Rodrigo found those Yens in the trash. He re-photocopied them, but this time he added a red stamp that read:
That night, Rodrigo burned all his originals. He kept only the photocopies. He framed the avocado stain. He sold the framed avocado stain to a collector from Polanco for three thousand dollars. The collector didn't understand it. He said it "reminded him of a Rothko."
I cannot produce or replicate the content of a specific, copyrighted PDF like "El arte de vivir del arte" by Felipe Ehrenberg, as that would constitute copyright infringement. However, I can offer you a short, original story inspired by the themes often explored by the Mexican artist Felipe Ehrenberg (multiplicity, the copy, the everyday as art, and the artist's survival). el arte de vivir del arte felipe ehrenberg PDF
Rodrigo paid four months of back rent. He bought real coffee. And then, sitting in his janitor's closet, he made a new piece: a blank white page with a single line of text.

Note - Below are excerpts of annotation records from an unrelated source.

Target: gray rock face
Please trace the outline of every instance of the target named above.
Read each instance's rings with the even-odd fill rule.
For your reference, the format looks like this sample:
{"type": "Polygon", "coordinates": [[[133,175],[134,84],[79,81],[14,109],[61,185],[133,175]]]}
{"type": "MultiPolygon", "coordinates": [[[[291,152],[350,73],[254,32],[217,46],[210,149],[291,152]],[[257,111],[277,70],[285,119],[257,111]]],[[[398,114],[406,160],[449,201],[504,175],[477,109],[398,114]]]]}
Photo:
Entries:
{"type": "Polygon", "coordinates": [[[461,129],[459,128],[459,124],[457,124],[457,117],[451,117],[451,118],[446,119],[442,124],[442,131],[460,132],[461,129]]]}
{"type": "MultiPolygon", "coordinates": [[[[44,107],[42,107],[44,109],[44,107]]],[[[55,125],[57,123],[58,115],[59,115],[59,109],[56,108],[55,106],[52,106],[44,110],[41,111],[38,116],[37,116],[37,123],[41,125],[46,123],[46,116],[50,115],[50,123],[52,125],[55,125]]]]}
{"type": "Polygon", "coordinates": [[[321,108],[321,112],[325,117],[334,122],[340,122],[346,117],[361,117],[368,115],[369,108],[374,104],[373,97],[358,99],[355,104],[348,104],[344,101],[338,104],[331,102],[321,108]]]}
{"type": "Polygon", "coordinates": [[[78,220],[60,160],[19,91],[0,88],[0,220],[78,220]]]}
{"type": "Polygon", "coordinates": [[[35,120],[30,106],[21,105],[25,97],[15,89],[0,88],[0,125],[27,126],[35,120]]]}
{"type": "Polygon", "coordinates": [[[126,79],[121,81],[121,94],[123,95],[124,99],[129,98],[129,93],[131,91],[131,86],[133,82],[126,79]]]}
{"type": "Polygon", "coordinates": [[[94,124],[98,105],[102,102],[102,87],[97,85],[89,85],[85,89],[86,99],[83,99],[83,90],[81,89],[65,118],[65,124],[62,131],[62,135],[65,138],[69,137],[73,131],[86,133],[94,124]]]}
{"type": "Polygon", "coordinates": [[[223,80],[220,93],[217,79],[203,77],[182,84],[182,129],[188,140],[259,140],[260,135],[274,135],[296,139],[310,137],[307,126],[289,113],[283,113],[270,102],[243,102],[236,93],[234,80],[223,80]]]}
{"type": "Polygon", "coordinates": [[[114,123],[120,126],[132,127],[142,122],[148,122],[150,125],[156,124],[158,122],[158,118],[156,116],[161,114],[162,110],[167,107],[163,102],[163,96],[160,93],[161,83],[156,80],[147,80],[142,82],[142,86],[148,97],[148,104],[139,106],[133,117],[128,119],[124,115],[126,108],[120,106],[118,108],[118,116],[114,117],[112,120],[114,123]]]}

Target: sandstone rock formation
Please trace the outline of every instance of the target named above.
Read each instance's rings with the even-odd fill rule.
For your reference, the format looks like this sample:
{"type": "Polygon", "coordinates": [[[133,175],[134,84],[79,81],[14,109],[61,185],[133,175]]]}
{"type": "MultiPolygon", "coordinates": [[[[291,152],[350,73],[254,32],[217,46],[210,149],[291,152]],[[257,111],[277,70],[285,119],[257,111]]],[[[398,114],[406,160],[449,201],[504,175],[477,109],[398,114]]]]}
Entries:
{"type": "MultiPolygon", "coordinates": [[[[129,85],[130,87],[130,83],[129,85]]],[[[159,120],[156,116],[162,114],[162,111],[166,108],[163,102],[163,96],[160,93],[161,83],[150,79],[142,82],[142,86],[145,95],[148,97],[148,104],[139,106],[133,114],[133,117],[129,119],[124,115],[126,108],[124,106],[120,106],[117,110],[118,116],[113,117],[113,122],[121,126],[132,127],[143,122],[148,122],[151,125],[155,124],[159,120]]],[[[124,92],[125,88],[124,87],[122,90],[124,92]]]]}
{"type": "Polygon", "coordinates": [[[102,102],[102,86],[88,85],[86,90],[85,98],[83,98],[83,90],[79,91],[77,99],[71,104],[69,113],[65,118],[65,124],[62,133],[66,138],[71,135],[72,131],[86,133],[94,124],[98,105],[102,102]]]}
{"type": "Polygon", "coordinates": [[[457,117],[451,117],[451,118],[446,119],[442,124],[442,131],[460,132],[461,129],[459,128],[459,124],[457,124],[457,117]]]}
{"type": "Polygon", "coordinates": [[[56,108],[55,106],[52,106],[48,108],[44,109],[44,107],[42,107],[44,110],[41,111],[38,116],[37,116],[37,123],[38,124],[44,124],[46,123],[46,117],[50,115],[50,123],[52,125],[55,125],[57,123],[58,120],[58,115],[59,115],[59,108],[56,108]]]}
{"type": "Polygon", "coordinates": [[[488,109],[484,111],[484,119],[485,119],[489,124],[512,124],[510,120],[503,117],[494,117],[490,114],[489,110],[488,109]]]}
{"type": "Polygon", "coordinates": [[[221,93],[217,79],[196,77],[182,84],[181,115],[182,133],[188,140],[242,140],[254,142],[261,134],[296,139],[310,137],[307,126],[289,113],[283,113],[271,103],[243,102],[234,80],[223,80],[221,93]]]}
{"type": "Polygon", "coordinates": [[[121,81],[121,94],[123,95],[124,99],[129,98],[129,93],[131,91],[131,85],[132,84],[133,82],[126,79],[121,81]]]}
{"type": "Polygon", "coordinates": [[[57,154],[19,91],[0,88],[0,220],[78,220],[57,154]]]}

Rodrigo watched the airplane fly out the train window into the smoggy sky. Rodrigo found those Yens in the trash
The true turning point came when the bank repossessed his neighbor's door. The neighbor had fled. Rodrigo took the door's rusty hinges and the broken lock. He assembled them into a piece titled "The Security of Not Owning Anything." He then made a Xerox of the piece, then a Xerox of the Xerox, until the image became a ghost—a dark, murmuring shadow of the original.
It read: "This is the first day I have not worried about living off art. Therefore, this is the first day I have truly made art." He framed the avocado stain
He invented a new currency: the Neza-Yen . It was a photocopy of a photograph of a drawing of a peso, with his own face over the Aztec calendar. He paid his landlord with three Neza-Yens and a jar of pickled nopales. The landlord, confused by the conceptual weight, accepted the nopales and threw away the Yens.
His studio was a former janitor's closet in a building where the elevator hadn't worked since the 1985 earthquake. Every morning, Rodrigo performed the ritual of the artista de la supervivencia . He would boil water for instant coffee, then use the wet coffee grounds to age a piece of cotton paper. That paper, once stained and torn, would become a "pre-Columbian receipt" for a debt that didn't exist.
That was the edition he had been waiting for. If you need an actual PDF of Felipe Ehrenberg's book El arte de vivir del arte , I recommend searching in academic databases, digital libraries (like Internet Archive), or contacting the publisher or a specialized bookstore. The book is a significant work of conceptual art literature from Mexico.